You and your soon-to-be-ex have decided to sell your home as you divorce and split the proceeds. It’s a seller’s market, so you can both walk away with a tidy sum of money to help start your new lives. What could go wrong?
Plenty. Selling a home can put even the happiest couples at odds with one another. It can be an impossible task for already estranged couples. There are even real estate divorce specialists who are trained and certified to deal with the particular challenges of selling a home in divorce – for example, when the owners no longer trust each other and are barely on speaking terms.
Even if you and your spouse are too mature to let your differences get in the way of selling your home, you’re not immune from making some common mistakes that can prevent you from getting the best possible price as quickly as possible. Let’s look at just a couple of the things these divorce specialists warn about.
Vacating the home
It’s always best to show a home when someone is still living there.

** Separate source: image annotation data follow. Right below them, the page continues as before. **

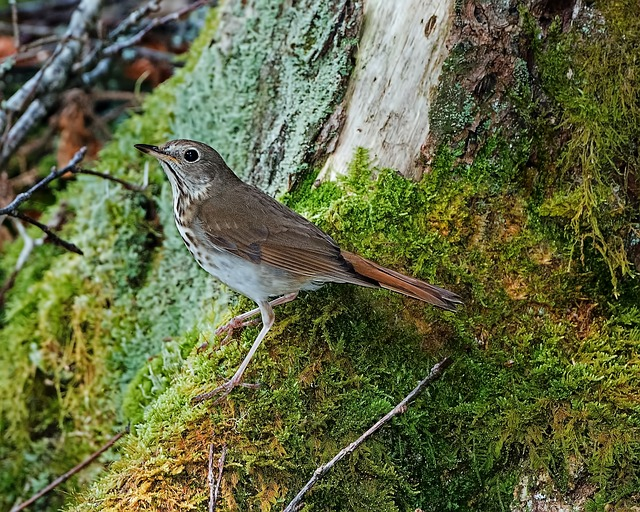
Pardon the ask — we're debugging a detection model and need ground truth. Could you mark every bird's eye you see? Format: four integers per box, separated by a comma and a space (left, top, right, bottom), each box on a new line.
184, 149, 200, 162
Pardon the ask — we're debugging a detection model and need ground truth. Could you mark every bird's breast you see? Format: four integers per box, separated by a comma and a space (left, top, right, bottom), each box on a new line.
176, 220, 309, 301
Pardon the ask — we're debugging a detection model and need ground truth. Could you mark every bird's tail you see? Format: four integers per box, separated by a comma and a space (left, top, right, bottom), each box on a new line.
342, 251, 462, 311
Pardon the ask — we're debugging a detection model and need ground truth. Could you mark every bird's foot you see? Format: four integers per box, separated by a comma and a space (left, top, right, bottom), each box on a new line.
215, 314, 260, 345
191, 379, 260, 405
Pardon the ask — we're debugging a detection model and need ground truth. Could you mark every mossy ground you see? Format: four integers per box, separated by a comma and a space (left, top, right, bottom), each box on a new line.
0, 0, 640, 511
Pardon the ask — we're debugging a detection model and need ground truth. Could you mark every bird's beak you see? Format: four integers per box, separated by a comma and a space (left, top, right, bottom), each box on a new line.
133, 144, 169, 160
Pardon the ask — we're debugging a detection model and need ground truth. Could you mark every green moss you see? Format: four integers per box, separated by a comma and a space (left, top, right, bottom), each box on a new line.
530, 1, 640, 294
5, 2, 640, 511
67, 134, 640, 510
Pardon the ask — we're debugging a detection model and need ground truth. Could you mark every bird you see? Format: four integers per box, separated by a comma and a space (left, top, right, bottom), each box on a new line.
135, 139, 462, 402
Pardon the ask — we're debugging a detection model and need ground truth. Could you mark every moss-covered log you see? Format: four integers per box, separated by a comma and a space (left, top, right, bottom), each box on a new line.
0, 0, 640, 511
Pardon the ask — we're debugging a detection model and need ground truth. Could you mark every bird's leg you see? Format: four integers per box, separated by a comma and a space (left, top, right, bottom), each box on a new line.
192, 295, 276, 403
215, 292, 298, 345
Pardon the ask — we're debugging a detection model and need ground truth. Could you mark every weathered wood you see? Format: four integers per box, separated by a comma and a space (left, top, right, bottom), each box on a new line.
321, 0, 454, 178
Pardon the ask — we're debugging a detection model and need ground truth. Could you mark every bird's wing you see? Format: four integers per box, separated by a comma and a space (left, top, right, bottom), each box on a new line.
193, 183, 375, 286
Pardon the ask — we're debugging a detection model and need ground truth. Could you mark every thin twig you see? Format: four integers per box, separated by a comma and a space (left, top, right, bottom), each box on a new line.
283, 357, 453, 512
9, 211, 83, 256
0, 147, 87, 216
102, 0, 212, 57
207, 443, 227, 512
9, 0, 20, 51
11, 427, 129, 512
0, 205, 65, 307
0, 0, 101, 136
0, 147, 144, 255
76, 167, 144, 192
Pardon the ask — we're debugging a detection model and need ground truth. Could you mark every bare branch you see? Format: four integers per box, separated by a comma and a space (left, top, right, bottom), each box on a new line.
0, 0, 217, 165
76, 167, 145, 192
207, 443, 227, 512
0, 147, 87, 218
0, 205, 65, 307
9, 211, 83, 256
284, 357, 453, 512
11, 426, 129, 512
102, 0, 209, 57
0, 0, 101, 131
9, 0, 20, 49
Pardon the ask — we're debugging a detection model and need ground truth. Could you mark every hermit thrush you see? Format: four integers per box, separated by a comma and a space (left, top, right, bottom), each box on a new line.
135, 140, 462, 400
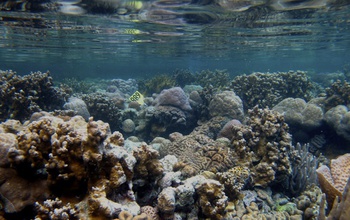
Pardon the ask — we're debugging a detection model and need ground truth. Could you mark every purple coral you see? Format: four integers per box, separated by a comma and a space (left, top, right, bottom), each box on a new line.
155, 87, 192, 111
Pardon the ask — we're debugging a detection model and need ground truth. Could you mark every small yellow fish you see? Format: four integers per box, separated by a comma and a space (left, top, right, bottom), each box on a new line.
129, 91, 145, 105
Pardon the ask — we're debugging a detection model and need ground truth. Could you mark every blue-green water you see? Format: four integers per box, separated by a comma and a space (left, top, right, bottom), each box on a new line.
0, 0, 350, 78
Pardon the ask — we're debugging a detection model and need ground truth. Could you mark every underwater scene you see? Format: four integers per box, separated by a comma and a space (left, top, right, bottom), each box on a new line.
0, 0, 350, 220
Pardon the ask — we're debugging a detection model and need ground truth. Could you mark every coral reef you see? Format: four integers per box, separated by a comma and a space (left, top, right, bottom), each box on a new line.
325, 80, 350, 111
208, 91, 244, 121
293, 184, 323, 219
318, 178, 350, 220
283, 143, 319, 196
78, 92, 125, 130
109, 79, 138, 96
138, 74, 176, 96
216, 166, 250, 200
231, 107, 292, 187
63, 97, 90, 121
154, 87, 192, 111
231, 71, 314, 109
159, 121, 235, 172
1, 113, 148, 218
324, 105, 350, 141
0, 70, 70, 121
194, 70, 230, 89
316, 154, 350, 205
272, 98, 323, 132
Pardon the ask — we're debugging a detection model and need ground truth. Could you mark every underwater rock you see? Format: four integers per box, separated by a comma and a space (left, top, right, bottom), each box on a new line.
0, 168, 50, 213
154, 87, 192, 111
218, 119, 242, 140
195, 179, 228, 219
1, 114, 149, 218
0, 70, 70, 121
324, 105, 350, 141
63, 97, 90, 121
324, 80, 350, 111
318, 178, 350, 220
110, 79, 138, 95
208, 91, 244, 121
231, 107, 292, 187
231, 70, 314, 109
316, 153, 350, 205
122, 119, 135, 133
216, 166, 250, 200
35, 198, 79, 220
272, 98, 323, 132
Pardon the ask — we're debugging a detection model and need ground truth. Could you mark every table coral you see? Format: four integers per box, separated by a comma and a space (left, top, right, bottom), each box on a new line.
231, 107, 292, 186
316, 154, 350, 204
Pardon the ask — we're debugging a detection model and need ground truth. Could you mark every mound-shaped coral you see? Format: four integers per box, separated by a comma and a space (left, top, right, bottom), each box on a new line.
208, 91, 244, 121
1, 113, 150, 218
0, 70, 70, 121
231, 71, 314, 109
231, 107, 292, 186
317, 154, 350, 204
273, 98, 323, 131
324, 105, 350, 140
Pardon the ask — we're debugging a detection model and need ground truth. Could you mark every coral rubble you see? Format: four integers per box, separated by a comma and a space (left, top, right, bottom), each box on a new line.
0, 70, 70, 121
231, 71, 314, 109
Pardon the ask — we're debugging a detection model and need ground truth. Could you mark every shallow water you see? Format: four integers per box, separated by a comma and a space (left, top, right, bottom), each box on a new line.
0, 0, 350, 78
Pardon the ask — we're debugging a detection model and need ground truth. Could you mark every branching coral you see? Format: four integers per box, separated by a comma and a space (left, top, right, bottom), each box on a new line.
232, 107, 292, 186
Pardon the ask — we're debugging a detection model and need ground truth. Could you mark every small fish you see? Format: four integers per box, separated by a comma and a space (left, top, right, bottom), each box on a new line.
129, 91, 145, 105
0, 193, 17, 213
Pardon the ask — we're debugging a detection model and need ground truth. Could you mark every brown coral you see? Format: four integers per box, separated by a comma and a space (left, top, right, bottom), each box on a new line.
196, 180, 227, 219
216, 166, 250, 200
231, 70, 314, 109
316, 154, 350, 204
231, 107, 292, 186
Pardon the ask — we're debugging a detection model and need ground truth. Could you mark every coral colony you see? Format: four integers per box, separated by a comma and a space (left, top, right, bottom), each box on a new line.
0, 70, 350, 220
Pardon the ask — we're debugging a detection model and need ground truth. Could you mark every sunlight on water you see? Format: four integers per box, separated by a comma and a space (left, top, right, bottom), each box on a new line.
0, 0, 350, 76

Your real estate agent will probably “stage” it, but they likely can’t fill an empty home with furniture and accessories. If potential buyers and their agents know the owners have already moved out (or worse, know about the divorce), they’ll assume you’re in a hurry to sell and won’t necessarily hold out for a better offer. That’s why it’s best if one of you remains in the home until it’s sold.
Not dealing with maintenance and repair issues
As your marriage was faltering, your spouse was probably less willing to respond to your requests about fixing the leaky faucets (or you were that spouse who started to ignore these chores). Now there are probably a lot of minor repairs that can help you raise the asking price. If one of you can take care of them, it will save you the cost of a handyman or a plumber, painters and other professionals.
Whether you choose to bring in a real estate divorce specialist or not, at least find an agent you both trust, and then listen to them. The sooner you can close the sale on your home for the price it’s worth, the better idea you’ll have of your financial situation going forward as you work out the rest of your property division and other divorce agreements.